Mits, try Target. They seem to always have it. I thought the gray was for outdoors and to mount things permanent. I haven't tried it.


----------



## RCMits (Jan 1, 1970)

gezer2u said:


> Mits, try Target. They seem to always have it. I thought the gray was for outdoors and to mount things permanent. I haven't tried it.


hmm the stuff i have is "clear". i'll try the local target =) gracias!


----------



## FishRC (Sep 28, 2001)

The stuff is great. I have used it since it was out and would never go back to the old servo tape. Clean up is wonderfull and they stick. Ran all summer and never had to replace any becasue dirt got in or the "core" broke down.


----------



## ta_man (Apr 10, 2005)

I just happened to be at the mall today and went in the Michael's to look for this stuff. They had both the clear and the grey (which I have already used). I read the labels and noticed a few things:

1) Both recommend using 4 inches per pound of weight to be mounted.

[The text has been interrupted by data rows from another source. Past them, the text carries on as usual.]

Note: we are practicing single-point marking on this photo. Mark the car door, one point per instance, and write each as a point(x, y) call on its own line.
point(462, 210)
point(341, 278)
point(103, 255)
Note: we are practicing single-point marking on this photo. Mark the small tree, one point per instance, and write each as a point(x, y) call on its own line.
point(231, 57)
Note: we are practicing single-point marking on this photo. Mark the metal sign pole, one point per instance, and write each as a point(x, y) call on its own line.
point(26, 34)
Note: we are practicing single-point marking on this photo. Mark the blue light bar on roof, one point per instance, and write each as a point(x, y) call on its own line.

2) The maximum recommended weight for the clear is 2 pounds, for the grey it is 5 pounds. (This is with the same recommended length per pound. I guess they figure the grey is stronger and so can be relied on for heavier objects.)

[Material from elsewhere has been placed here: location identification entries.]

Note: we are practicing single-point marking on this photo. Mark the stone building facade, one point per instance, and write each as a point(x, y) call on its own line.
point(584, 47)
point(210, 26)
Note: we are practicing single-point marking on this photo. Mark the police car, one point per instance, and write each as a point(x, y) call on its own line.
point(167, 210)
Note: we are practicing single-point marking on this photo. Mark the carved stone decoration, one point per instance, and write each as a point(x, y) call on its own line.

3) The grey is described as "Heavy Duty".

4) The grey is described as "conformable". The grey is a foam material while the clear looks like a solid (though flexible) material.

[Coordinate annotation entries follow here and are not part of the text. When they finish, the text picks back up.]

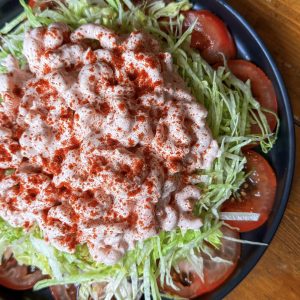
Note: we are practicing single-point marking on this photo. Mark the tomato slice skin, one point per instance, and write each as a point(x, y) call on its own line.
point(63, 292)
point(17, 277)
point(258, 197)
point(210, 36)
point(215, 274)
point(261, 86)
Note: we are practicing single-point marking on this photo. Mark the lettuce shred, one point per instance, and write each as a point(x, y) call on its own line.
point(232, 110)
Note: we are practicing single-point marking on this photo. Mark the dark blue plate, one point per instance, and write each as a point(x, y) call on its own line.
point(282, 156)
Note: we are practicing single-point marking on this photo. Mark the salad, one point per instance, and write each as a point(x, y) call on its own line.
point(127, 162)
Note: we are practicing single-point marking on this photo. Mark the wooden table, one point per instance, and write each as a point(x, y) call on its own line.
point(277, 275)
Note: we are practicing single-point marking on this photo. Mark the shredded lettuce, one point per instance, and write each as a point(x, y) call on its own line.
point(231, 111)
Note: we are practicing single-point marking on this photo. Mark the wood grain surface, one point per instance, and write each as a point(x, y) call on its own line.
point(277, 275)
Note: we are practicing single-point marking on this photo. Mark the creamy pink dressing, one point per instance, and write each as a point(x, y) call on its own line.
point(104, 137)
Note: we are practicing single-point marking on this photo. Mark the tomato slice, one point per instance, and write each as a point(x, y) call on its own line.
point(64, 292)
point(262, 88)
point(31, 3)
point(17, 277)
point(215, 273)
point(257, 194)
point(210, 36)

Given the grey is "Heavy Duty", "conformable", and good for up to 5 pounds, I'll keep using the grey on my RC cars. I'll leave the clear for those that want to mount an ESC or receiver on their kitchen window without any visible means of attachment. LOL



RCMits said:


> at 6.50 for 30" ewww..


Michael's sold both clear and grey for $4.99 for 60 inches.


----------



## tcian (Jul 20, 2006)

yyea its at target i think it was 3.99


----------



## RCMits (Jan 1, 1970)

hey taman...

whats the width... 1/2" or 1" ? The michaels near me only had a 1/2" width...

i asked one of the ladies for the clear stuff.. and she looked at me like i was nuts


----------



## ta_man (Apr 10, 2005)

I didn't actually look at the width while I was there but thinking back, I am pretty sure it was 1" wide, same as what I got at Home Depot before.


----------



## RCMits (Jan 1, 1970)

yay. i found the gray stuff at home depot. i tested them both. both seem to hold real well. the gray stuff has a bit of "cushion" feel to it, where the clear stuff is just really sticky. both work well, and dont leave that crummy crumbly aftergoo that normal servo tape leaves. 

thanks all!


----------



## Stetler17 (Aug 31, 2005)

Walmart and Ace Hardware stores have it around here.

I don't know if you have used 3M VHB tape on anything, but I would not recommend it for servo tape. I have 3ft. x 10ft. sheets of stainless steel on my full size hauler stuck on with VHB and nothing else. They use it to build aluminum trailers and high end haulers that are rivetless. I think I was paying $169 for a roll, so you probably aren't going to get it by accident.


----------